Executive Order 12866
    This rule has been determined to be significant under Executive 
Order 12866 and has been reviewed by the Office of Management and 
Budget (OMB).
Executive Order 13132
    This rule will not have substantial direct effects on the States, 
on the relationship between the national government and the States, or 
on distribution of power and responsibilities among the various levels 
of government. Therefore, in accordance with Executive Order 13132, the 
Director of CSOSA has determined that this rule does not have 
sufficient federalism implications to warrant the preparation of a 
Federalism Assessment.
Regulatory Flexibility Act
    The Director of CSOSA, in accordance with the Regulatory 
Flexibility Act (5 U.S.C. 605(b)), has reviewed this rule and by 
approving it certifies that this rule will not have a significant 
economic impact upon a substantial number of small entities. This rule 
pertains to agency management, and its economic impact is limited to 
the agency's appropriated funds.
Unfunded Mandates Reform Act of 1995
    This rule will not result in the expenditure by State, local and 
tribal governments, in the aggregate, or by the private sector, of 
$100,000,000 or more in any one year, and it will not significantly or 
uniquely affect small governments. Therefore, the Director of CSOSA has 
determined that no actions are necessary under the provisions of the 
Unfunded Mandates Reform Act of 1995.
Small Business Regulatory Enforcement Fairness Act of 1996
    This rule is not a major rule as defined by section 804 of the 
Small Business Regulatory Enforcement Fairness Act of 1996. This rule 
will not result in an annual effect on the economy of $100,000,000 or 
more; a major increase in costs or prices; or significant adverse 
effects on competition, employment, investment, productivity, 
innovation, or on the ability of United States-based companies to 
compete with foreign-based companies in domestic and export markets.

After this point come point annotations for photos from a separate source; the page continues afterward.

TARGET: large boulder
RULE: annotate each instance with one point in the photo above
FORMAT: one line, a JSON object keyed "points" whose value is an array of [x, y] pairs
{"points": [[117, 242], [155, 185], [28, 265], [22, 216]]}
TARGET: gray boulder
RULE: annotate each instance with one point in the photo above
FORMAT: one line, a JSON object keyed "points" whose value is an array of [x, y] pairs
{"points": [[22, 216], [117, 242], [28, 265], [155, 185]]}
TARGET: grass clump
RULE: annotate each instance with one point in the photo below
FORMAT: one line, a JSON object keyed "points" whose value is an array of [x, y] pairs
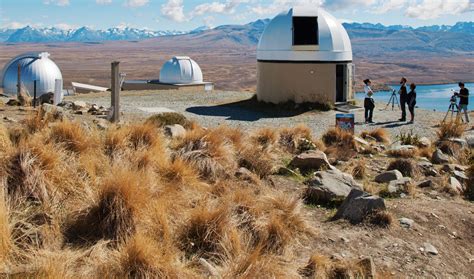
{"points": [[168, 118], [379, 134], [406, 166]]}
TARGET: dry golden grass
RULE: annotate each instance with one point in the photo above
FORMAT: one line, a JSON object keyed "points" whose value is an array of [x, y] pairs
{"points": [[451, 129], [379, 134]]}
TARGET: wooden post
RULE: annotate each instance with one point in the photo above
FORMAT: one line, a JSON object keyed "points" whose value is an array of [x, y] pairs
{"points": [[115, 92], [18, 90]]}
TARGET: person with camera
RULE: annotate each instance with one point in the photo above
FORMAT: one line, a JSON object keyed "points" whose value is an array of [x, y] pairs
{"points": [[463, 100], [411, 101], [369, 103], [403, 98]]}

Plain Language Instructions
    If you have suggestions on how to improve the clarity of these 
regulations, write, e-mail, or call the Records Manager (Roy Nanovic) 
at the address or telephone number given above in the ADDRESSES and FOR 
List of Subjects in 28 CFR Part 810
    Probation and Parole.
Accordingly, CSOSA adopts the interim rule published at 66 FR 48336 
which added part 810 to chapter VIII, title 28 of the Code of Federal 
Regulations as a final rule without change.